Flat line bundles and the Cappell-Miller torsion in Arakelov geometry

TL;DR

This paper extends Arakelov geometry to flat line bundles, establishing a new arithmetic Riemann-Roch theorem and linking holomorphic torsion with intersection theory and periods of differential forms.

Contribution

It introduces a novel Arakelov theory for flat line bundles, connecting Cappell-Miller torsion with intersection connections and arithmetic intersection numbers.

Findings

Proves an arithmetic Riemann-Roch theorem for flat line bundles.

Establishes equivalence between Cappell-Miller torsion and holomorphic determinants.

Provides examples illustrating invariants like periods of differential forms.

Abstract

In this paper, we extend Deligne's functorial Riemann-Roch isomorphism for hermitian holomorphic line bundles on Riemann surfaces to the case of flat, not necessarily unitary connections.

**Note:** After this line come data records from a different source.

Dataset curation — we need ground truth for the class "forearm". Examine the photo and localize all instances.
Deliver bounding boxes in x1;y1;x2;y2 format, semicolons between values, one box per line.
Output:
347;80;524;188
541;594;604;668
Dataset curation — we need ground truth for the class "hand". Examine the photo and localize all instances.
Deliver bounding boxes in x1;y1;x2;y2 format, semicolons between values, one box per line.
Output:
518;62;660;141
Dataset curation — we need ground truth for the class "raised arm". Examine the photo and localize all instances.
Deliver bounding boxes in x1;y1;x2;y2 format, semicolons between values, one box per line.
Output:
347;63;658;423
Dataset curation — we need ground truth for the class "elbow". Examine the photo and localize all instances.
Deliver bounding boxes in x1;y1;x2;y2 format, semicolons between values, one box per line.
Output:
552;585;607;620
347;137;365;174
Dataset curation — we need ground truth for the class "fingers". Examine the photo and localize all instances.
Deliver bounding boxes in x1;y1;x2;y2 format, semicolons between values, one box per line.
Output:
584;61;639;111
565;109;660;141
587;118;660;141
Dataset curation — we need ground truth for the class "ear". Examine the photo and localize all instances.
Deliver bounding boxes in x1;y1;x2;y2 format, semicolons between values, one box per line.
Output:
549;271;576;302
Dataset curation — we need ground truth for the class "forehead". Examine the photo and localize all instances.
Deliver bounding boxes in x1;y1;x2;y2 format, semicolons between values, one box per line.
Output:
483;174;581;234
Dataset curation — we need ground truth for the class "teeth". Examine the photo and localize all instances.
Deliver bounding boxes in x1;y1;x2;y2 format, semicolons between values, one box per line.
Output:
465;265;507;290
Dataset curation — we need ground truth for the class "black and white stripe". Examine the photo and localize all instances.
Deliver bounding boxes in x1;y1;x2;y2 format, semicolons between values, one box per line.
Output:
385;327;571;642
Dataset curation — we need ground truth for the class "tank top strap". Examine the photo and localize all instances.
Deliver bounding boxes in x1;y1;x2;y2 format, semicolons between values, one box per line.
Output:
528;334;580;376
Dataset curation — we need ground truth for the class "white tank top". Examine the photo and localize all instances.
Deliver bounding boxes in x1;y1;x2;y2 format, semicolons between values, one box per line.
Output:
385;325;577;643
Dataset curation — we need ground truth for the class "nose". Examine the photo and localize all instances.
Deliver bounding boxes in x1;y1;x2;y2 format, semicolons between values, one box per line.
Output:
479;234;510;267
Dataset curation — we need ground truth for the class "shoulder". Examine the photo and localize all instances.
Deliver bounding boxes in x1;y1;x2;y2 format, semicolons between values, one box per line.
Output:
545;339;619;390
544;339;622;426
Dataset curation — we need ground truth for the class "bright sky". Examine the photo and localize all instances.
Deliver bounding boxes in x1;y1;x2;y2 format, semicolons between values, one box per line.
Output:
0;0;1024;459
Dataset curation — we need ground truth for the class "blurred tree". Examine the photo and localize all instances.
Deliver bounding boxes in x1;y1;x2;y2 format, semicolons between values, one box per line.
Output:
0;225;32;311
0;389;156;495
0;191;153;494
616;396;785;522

The Quillen metric and star-product of Gillet-Soule are replaced with complex valued logarithms. On the determinant of cohomology side, the idea goes back to Fay's holomorphic extension of determinants of Dolbeault laplacians, and it is shown here to be equivalent to the holomorphic Cappell-Miller torsion. On the Deligne pairing side, the logarithm is a refinement of the intersection connections considered in previous work. The construction naturally leads to an Arakelov theory for flat line bundles on arithmetic surfaces and produces arithmetic intersection numbers valued in ${\mathbb C}/\pi i {\mathbb Z}$. In this context we prove an arithmetic Riemann-Roch theorem. This realizes a program proposed by Cappell-Miller to show that the holomorphic torsion exhibits properties similar to those of the Quillen metric proved by Bismut, Gillet and Soule. Finally, we give examples that clarify the kind of invariants that the formalism captures; namely, periods of differential forms.